- DVD Cover
- Directed by: N. Seetaram
- Written by: N. Seetaram
- Produced by: D. Ramanaidu
- Starring: Aryan Rajesh; Sridevi;
- Cinematography: Sarath
- Edited by: K. V. Krishna Reddy
- Music by: M. M. Srilekha
- Production company: Sri Suresh Productions
- Release date: 1 July 2005;
- Country: India
- Language: Telugu
- Budget: ₹1.25 crore

= Nireekshana (2005 film) =

Nireekshana is a 2005 Indian Telugu-language action drama film directed by N Seetaram and starring Aryan Rajesh and Sridevi.

== Plot ==
The film follows a man (Ravindra) who is in desperate need in money and happens to see a woman (Anu). Later, he learns that the woman is worth a large sum of money and is locked up in a farmhouse.

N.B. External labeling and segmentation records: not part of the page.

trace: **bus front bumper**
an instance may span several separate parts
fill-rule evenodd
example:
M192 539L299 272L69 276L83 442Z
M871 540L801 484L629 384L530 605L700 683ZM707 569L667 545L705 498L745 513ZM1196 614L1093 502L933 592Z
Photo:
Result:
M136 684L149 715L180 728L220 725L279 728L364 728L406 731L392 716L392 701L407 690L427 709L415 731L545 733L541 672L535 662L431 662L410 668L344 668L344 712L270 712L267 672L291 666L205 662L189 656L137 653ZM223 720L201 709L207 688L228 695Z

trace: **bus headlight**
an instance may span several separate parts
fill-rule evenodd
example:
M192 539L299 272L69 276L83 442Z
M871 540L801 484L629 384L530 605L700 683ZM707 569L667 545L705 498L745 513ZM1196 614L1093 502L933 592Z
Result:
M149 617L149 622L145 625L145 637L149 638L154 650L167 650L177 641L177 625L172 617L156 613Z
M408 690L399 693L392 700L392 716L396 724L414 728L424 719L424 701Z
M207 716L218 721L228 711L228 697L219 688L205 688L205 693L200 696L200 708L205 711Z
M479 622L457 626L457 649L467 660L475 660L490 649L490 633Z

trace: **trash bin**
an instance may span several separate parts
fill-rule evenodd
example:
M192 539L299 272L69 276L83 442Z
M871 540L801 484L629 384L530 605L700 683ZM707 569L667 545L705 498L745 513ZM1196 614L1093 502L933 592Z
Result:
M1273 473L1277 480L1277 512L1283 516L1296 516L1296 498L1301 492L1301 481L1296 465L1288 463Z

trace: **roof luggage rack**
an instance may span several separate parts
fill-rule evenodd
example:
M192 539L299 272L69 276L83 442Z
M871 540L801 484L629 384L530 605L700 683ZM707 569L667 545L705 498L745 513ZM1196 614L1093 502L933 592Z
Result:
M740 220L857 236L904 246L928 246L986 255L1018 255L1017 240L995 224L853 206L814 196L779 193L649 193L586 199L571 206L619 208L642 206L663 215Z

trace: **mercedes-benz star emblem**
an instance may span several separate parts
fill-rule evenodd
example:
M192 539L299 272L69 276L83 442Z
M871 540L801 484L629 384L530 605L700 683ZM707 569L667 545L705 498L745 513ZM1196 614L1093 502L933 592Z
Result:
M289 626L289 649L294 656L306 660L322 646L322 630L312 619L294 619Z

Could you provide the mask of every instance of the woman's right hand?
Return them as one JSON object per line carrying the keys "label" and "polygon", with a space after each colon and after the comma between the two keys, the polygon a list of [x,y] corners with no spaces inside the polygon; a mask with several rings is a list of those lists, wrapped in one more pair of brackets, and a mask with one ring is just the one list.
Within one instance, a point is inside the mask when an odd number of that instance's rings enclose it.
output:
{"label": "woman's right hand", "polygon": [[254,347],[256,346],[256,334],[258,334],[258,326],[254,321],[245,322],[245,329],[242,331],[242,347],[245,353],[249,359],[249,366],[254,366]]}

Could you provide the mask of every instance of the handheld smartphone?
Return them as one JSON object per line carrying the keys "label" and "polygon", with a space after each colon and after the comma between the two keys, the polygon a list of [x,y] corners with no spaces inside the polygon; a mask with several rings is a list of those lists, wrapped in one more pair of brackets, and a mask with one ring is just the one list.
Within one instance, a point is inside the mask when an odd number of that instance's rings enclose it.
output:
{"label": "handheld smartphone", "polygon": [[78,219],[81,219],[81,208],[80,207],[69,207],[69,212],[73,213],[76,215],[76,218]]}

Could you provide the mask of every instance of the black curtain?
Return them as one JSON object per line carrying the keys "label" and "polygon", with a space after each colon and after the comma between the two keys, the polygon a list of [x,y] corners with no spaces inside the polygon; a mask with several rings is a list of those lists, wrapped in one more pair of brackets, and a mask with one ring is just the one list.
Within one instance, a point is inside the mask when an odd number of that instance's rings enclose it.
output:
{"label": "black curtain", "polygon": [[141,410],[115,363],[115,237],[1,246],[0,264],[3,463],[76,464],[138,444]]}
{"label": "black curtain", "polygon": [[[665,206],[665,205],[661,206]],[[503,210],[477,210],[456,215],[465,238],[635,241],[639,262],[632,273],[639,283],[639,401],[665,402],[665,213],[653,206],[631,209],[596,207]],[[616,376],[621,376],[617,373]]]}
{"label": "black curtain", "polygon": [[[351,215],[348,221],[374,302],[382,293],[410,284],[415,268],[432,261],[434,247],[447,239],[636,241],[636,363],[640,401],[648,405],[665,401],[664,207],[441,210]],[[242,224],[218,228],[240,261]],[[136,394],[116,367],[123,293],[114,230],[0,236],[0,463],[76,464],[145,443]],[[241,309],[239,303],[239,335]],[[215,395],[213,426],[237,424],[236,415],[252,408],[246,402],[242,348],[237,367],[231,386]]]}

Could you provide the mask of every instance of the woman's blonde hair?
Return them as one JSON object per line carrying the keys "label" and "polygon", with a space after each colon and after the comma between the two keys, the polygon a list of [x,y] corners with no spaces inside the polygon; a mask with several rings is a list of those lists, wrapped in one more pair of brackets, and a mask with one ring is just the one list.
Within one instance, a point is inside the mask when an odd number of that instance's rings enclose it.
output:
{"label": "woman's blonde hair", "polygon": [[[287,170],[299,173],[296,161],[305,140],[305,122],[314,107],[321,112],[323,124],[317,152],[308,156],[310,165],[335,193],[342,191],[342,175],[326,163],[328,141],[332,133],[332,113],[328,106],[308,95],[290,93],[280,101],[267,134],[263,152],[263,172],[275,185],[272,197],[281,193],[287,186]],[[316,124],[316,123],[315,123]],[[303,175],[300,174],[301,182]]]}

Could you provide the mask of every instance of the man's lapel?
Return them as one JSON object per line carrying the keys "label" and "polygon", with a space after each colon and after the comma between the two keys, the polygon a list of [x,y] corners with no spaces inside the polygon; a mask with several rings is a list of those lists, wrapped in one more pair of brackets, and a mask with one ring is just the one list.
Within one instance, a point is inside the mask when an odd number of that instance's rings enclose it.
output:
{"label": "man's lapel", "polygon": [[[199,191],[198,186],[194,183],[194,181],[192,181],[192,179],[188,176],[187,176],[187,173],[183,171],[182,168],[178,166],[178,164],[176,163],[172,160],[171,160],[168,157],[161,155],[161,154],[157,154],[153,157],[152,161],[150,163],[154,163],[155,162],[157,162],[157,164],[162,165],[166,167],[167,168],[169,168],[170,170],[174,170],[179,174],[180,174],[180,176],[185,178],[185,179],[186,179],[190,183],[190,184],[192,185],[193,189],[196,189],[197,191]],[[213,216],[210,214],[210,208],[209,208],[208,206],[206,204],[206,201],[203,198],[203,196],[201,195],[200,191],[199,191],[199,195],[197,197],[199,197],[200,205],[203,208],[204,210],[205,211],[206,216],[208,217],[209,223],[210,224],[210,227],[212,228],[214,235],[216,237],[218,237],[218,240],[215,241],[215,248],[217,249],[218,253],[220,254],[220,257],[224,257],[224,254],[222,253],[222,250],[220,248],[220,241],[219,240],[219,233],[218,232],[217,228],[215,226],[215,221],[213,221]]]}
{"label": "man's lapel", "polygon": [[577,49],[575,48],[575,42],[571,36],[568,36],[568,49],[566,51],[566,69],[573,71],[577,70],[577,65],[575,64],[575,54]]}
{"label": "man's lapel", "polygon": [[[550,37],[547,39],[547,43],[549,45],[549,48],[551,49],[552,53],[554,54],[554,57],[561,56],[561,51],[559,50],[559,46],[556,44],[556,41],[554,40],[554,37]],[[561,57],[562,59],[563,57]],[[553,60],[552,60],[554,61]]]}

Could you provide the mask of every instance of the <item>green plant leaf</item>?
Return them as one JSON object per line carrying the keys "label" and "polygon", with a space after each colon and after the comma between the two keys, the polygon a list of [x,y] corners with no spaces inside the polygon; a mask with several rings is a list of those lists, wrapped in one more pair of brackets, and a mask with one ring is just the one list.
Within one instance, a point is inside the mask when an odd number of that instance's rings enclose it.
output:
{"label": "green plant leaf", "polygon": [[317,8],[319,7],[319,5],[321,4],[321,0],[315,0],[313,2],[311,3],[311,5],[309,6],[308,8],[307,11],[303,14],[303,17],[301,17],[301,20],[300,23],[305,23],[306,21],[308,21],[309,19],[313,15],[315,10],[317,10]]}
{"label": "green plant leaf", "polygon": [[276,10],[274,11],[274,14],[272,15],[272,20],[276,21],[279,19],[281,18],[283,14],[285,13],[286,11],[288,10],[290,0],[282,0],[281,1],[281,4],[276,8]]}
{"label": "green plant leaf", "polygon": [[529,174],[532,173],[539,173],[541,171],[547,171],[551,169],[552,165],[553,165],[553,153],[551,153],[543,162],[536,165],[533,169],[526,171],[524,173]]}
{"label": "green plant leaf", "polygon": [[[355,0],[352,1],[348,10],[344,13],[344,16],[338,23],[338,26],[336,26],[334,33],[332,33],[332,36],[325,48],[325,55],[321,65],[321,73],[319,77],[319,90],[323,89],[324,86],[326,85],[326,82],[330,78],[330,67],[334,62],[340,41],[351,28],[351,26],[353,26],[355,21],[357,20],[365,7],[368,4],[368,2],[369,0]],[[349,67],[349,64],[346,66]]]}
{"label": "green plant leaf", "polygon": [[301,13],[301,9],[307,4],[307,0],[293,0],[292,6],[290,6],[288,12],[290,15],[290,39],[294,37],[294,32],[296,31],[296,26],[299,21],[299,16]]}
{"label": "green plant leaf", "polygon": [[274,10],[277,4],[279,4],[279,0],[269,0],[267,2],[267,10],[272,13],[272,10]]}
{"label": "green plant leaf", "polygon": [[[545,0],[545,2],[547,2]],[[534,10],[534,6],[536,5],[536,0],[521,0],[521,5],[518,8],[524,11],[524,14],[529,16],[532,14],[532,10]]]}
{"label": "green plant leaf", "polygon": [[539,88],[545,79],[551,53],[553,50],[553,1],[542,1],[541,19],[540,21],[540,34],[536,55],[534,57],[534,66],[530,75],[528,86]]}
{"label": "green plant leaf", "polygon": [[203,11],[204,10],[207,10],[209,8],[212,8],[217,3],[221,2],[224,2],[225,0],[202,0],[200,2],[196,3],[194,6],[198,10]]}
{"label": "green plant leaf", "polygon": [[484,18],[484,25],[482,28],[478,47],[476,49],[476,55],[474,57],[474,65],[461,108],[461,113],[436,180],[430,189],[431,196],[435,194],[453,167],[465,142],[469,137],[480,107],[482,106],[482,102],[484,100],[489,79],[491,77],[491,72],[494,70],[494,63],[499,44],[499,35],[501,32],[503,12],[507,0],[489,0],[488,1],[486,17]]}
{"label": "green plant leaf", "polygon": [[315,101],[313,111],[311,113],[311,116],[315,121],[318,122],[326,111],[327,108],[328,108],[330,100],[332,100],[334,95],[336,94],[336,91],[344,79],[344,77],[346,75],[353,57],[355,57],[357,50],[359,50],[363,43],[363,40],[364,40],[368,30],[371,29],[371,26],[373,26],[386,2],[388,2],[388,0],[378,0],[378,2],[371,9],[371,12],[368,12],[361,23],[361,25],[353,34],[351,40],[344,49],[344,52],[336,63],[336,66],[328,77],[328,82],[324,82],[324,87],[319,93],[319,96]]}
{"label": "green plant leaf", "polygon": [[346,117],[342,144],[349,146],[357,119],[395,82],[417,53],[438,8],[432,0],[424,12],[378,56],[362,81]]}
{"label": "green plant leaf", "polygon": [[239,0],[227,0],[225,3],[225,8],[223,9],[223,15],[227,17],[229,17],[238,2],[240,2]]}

How he saves her forms the rest of the story.

== Cast ==

- Aryan Rajesh as Ravindra
- Sridevi as Anu
- Nagendra Babu
- Rama Prabha
- M. S. Narayana
- Tanikella Bharani
- Dharmavarapu Subramanyam
- Satyam Rajesh as Ravindra's friend
- Ali
- Banerjee
- Surya
- Gundu Hanumantha Rao
- Gautham Raju
- Siva Reddy
- Jyothy
- Anant
- Bandla Ganesh
- Rambabu
- Ravi Varma
- Narsing Yadav
- Kalpana
- Archana Rai
- Babu Mohan

== Production ==
The shooting for the film began on 16 March 2005 and as of May 2005, the talkie portion of the film was completed. A few songs were shot in Kuala Lumpur.

== Soundtrack ==
The music was composed by M. M. Srilekha. The audio release function was held on 9 June 2005 with K. Raghavendra Rao, G Adiseshagiri Rao, M. S. Raju, Paruchuri Venkateswara Rao and D Suresh Babu attending as guests.

==Reception==
Jeevi of Idlebrain.com wrote that "Nireekshana - D Rama Naidu's film after a long gap - disappoints". B. Anuradha of Rediff.com opined that "Nireekshana is definitely a film to avoid". A critic from Sify stated that "Nireekshana is one of those films you wished you never saw!" Himabindu Chatta of Full Hyderabad said that "The movie is a remix of an assortment of older, better films, but even the flimsy cut-and-paste-job could have been much more refined".